Melbourne, whilst absorbing a higher volume of supply, has remained below 2019 comparables throughout 2023.
Trends in weekday occupancy (Monday to Wednesday), which earlier in 2023 had grown the most against the previous year, have maintained consistent growth in recent months while “shoulder days” (Sunday and Thursday) have fluctuated, and weekends (Friday and Saturday) have decreased.
Compared to 2019, weekends are the furthest recovered. Weekdays reached 98% of their pre-pandemic comparable in late July.
Australia hotel and business travel overview
STR’s regional director for the Pacific region, Central South Asia and Japan, Matthew Burke, comments: “Australia is following many other countries into a period of normalisation. That is happening because the surge in domestic leisure travel peaked in 2022, and while room prices are considerably higher than in 2019, we’ve seen minimal-to-no rate growth year-on-year. That isn’t a loss, but more of a shift, as we’ve seen gains in capital cities and on the days most associated with corporate demand.”

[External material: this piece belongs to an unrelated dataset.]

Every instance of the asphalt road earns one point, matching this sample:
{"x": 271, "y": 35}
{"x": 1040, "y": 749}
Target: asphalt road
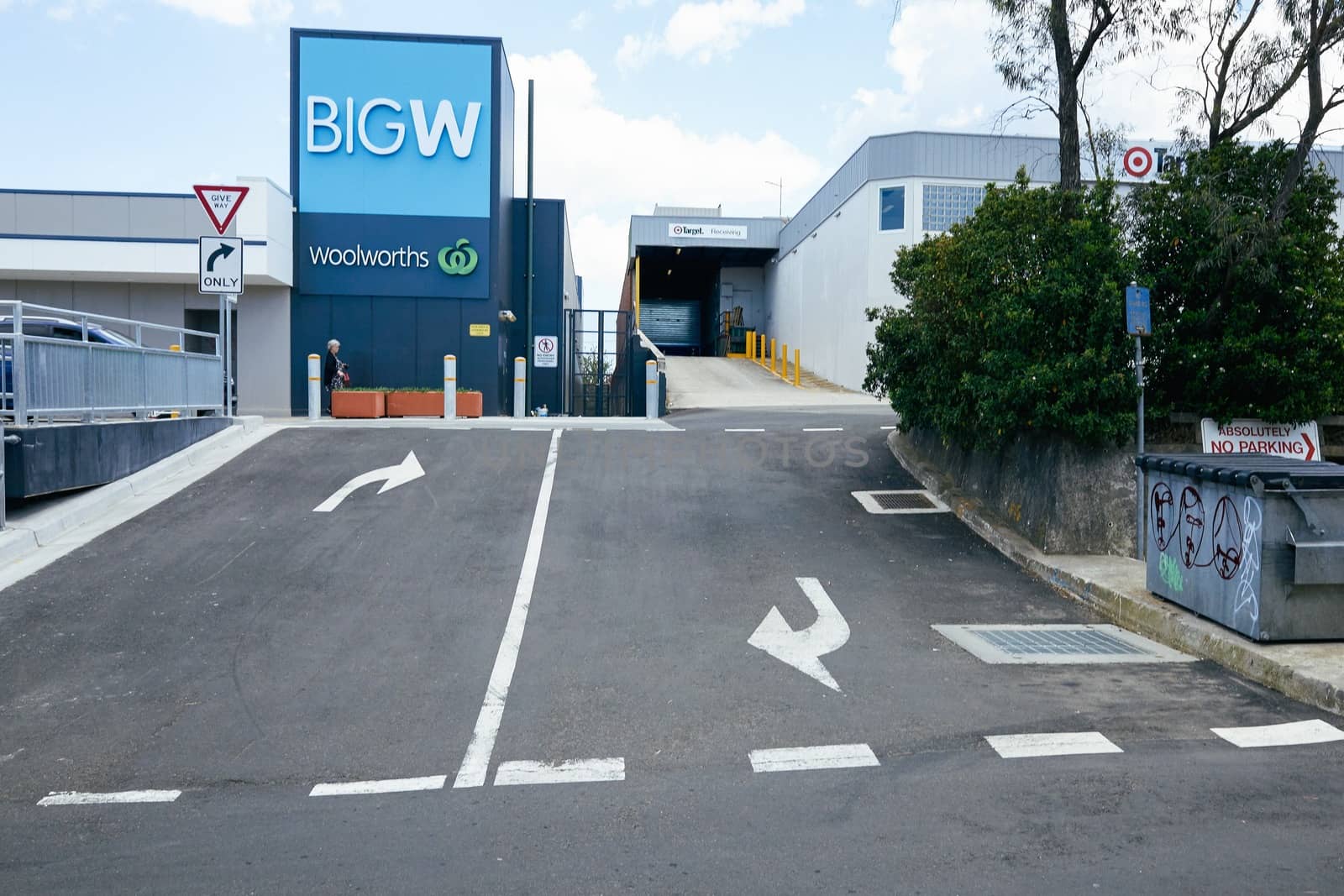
{"x": 239, "y": 647}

He adds: “There is anecdotal evidence that finance and professional service corporate travellers have been slower to recover than other industries. With all that considered, our forecast is watchfully optimistic on the assumption of further improvement in international and corporate demand.”
GlobalData finds that business travel is a much more complex sector than leisure travel, as it encompasses not only the economic, environmental and safety issues of leisure travel, but also the added layers of corporate responsibility, budgeting and the evolution of hybrid working.